I am 27 and really confused on love. I ended a relationship and now dating again and I want to run and

scream. My ex is now an irresponsible hippie and the potentials remind me of Norman Bates. Is there

hope for the dating world or should I just join a convent now? P.S. no I’m not trying to find love in the

club either…I’ve tried coffee shops and libraries and the all end up being somewhat abnormal to me.

–Gina G.

Gina G., There is definitely hope for the dating world. No need to join the convent just yet. If you haven't

already done so, I suggest that you spend some time figuring out what you're looking for in a mate. It

may be helpful to actually write down your requirements. Try making three columns with the

following headings:

1) Must have...

2) Would like...

3) Deal breakers...

Do your best to place everything that you're looking for in a mate or that you can't live within a mate,

under the appropriate column. Once you're done, look at everything that you have placed in the "Must

have..." column and think about what someone with those qualities may be looking for in a mate. For

example, you may feel that your ideal mate must own his home. What type of women do you think

that guy would want? Someone who has her own place or someone living with their parents? As you

go through your list, assess if you are bringing to the table what your ideal mate would be attracted to

in the various areas you have listed. If not, you have two choices. You can work on becoming what

you want to attract, or you can revise your expectations. Good luck.
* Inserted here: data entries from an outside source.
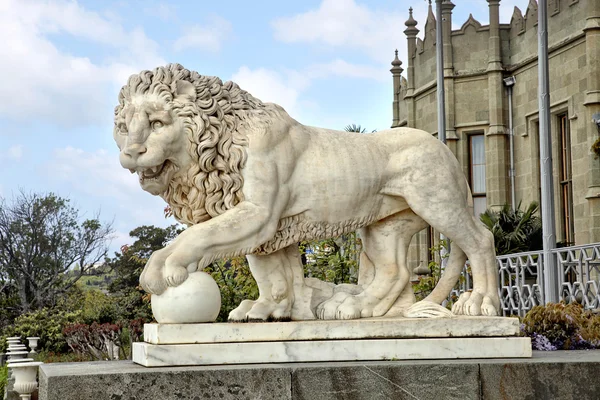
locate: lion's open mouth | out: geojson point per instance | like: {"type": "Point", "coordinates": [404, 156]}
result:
{"type": "Point", "coordinates": [154, 173]}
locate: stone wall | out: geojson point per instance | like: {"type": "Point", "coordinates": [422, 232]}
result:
{"type": "Point", "coordinates": [472, 87]}
{"type": "Point", "coordinates": [561, 375]}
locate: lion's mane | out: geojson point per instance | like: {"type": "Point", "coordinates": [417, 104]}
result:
{"type": "Point", "coordinates": [215, 124]}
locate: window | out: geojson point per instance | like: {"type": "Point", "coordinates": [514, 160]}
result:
{"type": "Point", "coordinates": [566, 181]}
{"type": "Point", "coordinates": [477, 172]}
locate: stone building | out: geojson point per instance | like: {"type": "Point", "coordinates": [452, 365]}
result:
{"type": "Point", "coordinates": [478, 59]}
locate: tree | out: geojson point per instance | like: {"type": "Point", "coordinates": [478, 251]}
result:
{"type": "Point", "coordinates": [515, 230]}
{"type": "Point", "coordinates": [332, 260]}
{"type": "Point", "coordinates": [42, 238]}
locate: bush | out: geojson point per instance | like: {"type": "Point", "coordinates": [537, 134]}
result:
{"type": "Point", "coordinates": [561, 326]}
{"type": "Point", "coordinates": [3, 378]}
{"type": "Point", "coordinates": [47, 323]}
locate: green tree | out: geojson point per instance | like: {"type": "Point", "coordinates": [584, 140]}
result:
{"type": "Point", "coordinates": [357, 128]}
{"type": "Point", "coordinates": [127, 267]}
{"type": "Point", "coordinates": [332, 260]}
{"type": "Point", "coordinates": [515, 230]}
{"type": "Point", "coordinates": [41, 238]}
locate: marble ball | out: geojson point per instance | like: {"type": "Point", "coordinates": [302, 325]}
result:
{"type": "Point", "coordinates": [196, 300]}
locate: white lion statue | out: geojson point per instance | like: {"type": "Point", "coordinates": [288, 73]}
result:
{"type": "Point", "coordinates": [247, 179]}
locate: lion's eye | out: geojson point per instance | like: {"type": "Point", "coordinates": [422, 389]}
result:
{"type": "Point", "coordinates": [122, 129]}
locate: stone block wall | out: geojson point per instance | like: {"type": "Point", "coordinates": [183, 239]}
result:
{"type": "Point", "coordinates": [574, 91]}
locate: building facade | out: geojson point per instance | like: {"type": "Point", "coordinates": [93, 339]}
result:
{"type": "Point", "coordinates": [480, 64]}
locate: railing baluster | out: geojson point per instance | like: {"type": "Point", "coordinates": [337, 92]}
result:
{"type": "Point", "coordinates": [521, 278]}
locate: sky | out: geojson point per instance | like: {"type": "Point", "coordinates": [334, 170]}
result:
{"type": "Point", "coordinates": [63, 62]}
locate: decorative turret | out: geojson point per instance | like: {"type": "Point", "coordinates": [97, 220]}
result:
{"type": "Point", "coordinates": [396, 63]}
{"type": "Point", "coordinates": [430, 28]}
{"type": "Point", "coordinates": [411, 25]}
{"type": "Point", "coordinates": [396, 73]}
{"type": "Point", "coordinates": [411, 32]}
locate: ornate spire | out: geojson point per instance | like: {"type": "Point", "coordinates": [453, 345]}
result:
{"type": "Point", "coordinates": [396, 62]}
{"type": "Point", "coordinates": [411, 25]}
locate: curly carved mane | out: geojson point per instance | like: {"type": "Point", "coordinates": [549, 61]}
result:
{"type": "Point", "coordinates": [214, 123]}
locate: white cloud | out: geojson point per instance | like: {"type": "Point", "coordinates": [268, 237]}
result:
{"type": "Point", "coordinates": [99, 175]}
{"type": "Point", "coordinates": [209, 36]}
{"type": "Point", "coordinates": [15, 152]}
{"type": "Point", "coordinates": [43, 81]}
{"type": "Point", "coordinates": [164, 11]}
{"type": "Point", "coordinates": [344, 23]}
{"type": "Point", "coordinates": [286, 87]}
{"type": "Point", "coordinates": [269, 86]}
{"type": "Point", "coordinates": [342, 68]}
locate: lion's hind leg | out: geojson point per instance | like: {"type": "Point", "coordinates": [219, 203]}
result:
{"type": "Point", "coordinates": [273, 275]}
{"type": "Point", "coordinates": [385, 244]}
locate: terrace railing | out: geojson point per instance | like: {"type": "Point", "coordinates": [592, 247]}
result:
{"type": "Point", "coordinates": [521, 278]}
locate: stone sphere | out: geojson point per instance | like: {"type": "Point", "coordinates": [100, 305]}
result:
{"type": "Point", "coordinates": [198, 299]}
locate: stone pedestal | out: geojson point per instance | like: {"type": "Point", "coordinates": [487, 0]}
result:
{"type": "Point", "coordinates": [319, 341]}
{"type": "Point", "coordinates": [554, 375]}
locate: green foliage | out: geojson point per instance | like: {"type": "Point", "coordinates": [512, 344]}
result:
{"type": "Point", "coordinates": [3, 378]}
{"type": "Point", "coordinates": [47, 323]}
{"type": "Point", "coordinates": [565, 326]}
{"type": "Point", "coordinates": [96, 341]}
{"type": "Point", "coordinates": [53, 357]}
{"type": "Point", "coordinates": [235, 282]}
{"type": "Point", "coordinates": [332, 260]}
{"type": "Point", "coordinates": [131, 301]}
{"type": "Point", "coordinates": [98, 307]}
{"type": "Point", "coordinates": [515, 230]}
{"type": "Point", "coordinates": [41, 238]}
{"type": "Point", "coordinates": [428, 282]}
{"type": "Point", "coordinates": [596, 148]}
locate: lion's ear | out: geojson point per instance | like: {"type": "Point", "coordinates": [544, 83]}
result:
{"type": "Point", "coordinates": [185, 88]}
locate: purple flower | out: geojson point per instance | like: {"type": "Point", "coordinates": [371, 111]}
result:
{"type": "Point", "coordinates": [541, 342]}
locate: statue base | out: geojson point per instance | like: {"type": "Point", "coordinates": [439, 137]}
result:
{"type": "Point", "coordinates": [313, 341]}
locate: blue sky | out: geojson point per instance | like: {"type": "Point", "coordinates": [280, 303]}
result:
{"type": "Point", "coordinates": [325, 61]}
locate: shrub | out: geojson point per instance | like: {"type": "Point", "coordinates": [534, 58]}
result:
{"type": "Point", "coordinates": [3, 378]}
{"type": "Point", "coordinates": [561, 326]}
{"type": "Point", "coordinates": [97, 341]}
{"type": "Point", "coordinates": [47, 323]}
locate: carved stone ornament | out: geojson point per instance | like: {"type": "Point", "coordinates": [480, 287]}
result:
{"type": "Point", "coordinates": [250, 180]}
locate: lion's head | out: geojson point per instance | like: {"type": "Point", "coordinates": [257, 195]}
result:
{"type": "Point", "coordinates": [180, 132]}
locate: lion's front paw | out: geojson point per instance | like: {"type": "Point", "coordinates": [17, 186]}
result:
{"type": "Point", "coordinates": [151, 279]}
{"type": "Point", "coordinates": [239, 313]}
{"type": "Point", "coordinates": [175, 275]}
{"type": "Point", "coordinates": [457, 308]}
{"type": "Point", "coordinates": [328, 308]}
{"type": "Point", "coordinates": [488, 307]}
{"type": "Point", "coordinates": [351, 308]}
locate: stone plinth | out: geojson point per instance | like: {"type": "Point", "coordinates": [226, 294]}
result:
{"type": "Point", "coordinates": [553, 375]}
{"type": "Point", "coordinates": [321, 341]}
{"type": "Point", "coordinates": [366, 328]}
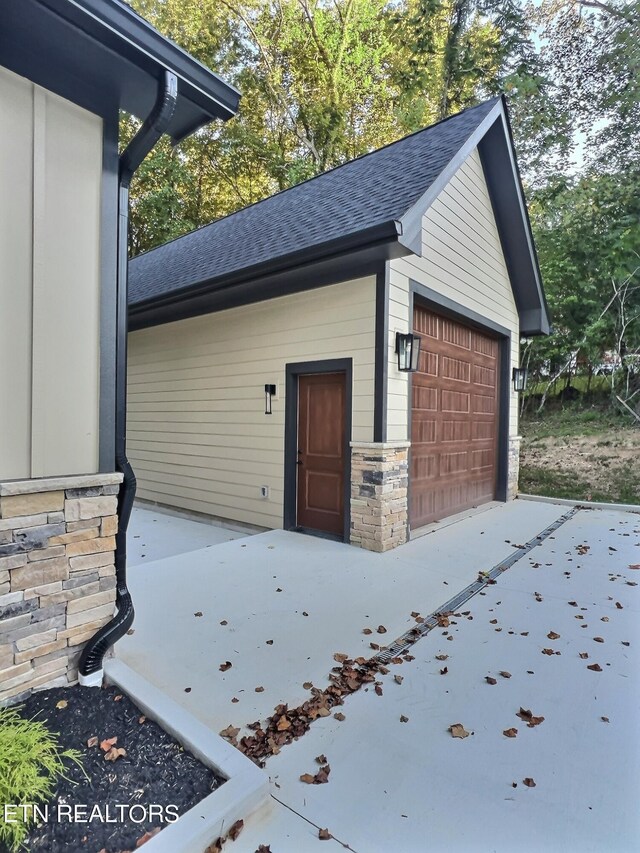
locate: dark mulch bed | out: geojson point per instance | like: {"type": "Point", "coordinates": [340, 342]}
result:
{"type": "Point", "coordinates": [155, 770]}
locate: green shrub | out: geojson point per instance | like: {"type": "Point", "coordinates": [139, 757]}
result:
{"type": "Point", "coordinates": [30, 763]}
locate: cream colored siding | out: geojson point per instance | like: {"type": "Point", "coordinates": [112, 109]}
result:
{"type": "Point", "coordinates": [198, 437]}
{"type": "Point", "coordinates": [461, 259]}
{"type": "Point", "coordinates": [16, 222]}
{"type": "Point", "coordinates": [51, 154]}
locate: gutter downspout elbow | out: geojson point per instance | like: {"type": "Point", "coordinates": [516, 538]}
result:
{"type": "Point", "coordinates": [90, 668]}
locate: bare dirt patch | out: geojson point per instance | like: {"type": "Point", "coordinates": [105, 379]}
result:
{"type": "Point", "coordinates": [587, 467]}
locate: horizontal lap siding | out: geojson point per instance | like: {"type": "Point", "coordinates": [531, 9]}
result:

What is the best way to rid you of negative thoughts? I have been trying to be optimistic about my new

business venture but negative thoughts keep popping in and I want to have a better outlook.

– Ms. Bodywrap

Ms. Bodywrapz,

It sounds like you may be experiencing some anxiety related to your new business venture. Entering

into something new, while exciting, can also being forth fear related to the uncertainty. That fear can

often lead to feelings of anxiety. There are several techniques that you can use to try to combat negative

thoughts, including positive self talk, affirmations, deep breathing techniques, and meditation. However,

one of the main ways that you can have a better outlook on your new business venture is to be confident

that you are prepared and capable of making it a success. Have faith in yourself and your business. Plan

and prepare for anticipated bumps in the road. Dedicate yourself to making sound, reasoned business

decisions. It may even be a good idea to find a mentor that you can lean on and learn from.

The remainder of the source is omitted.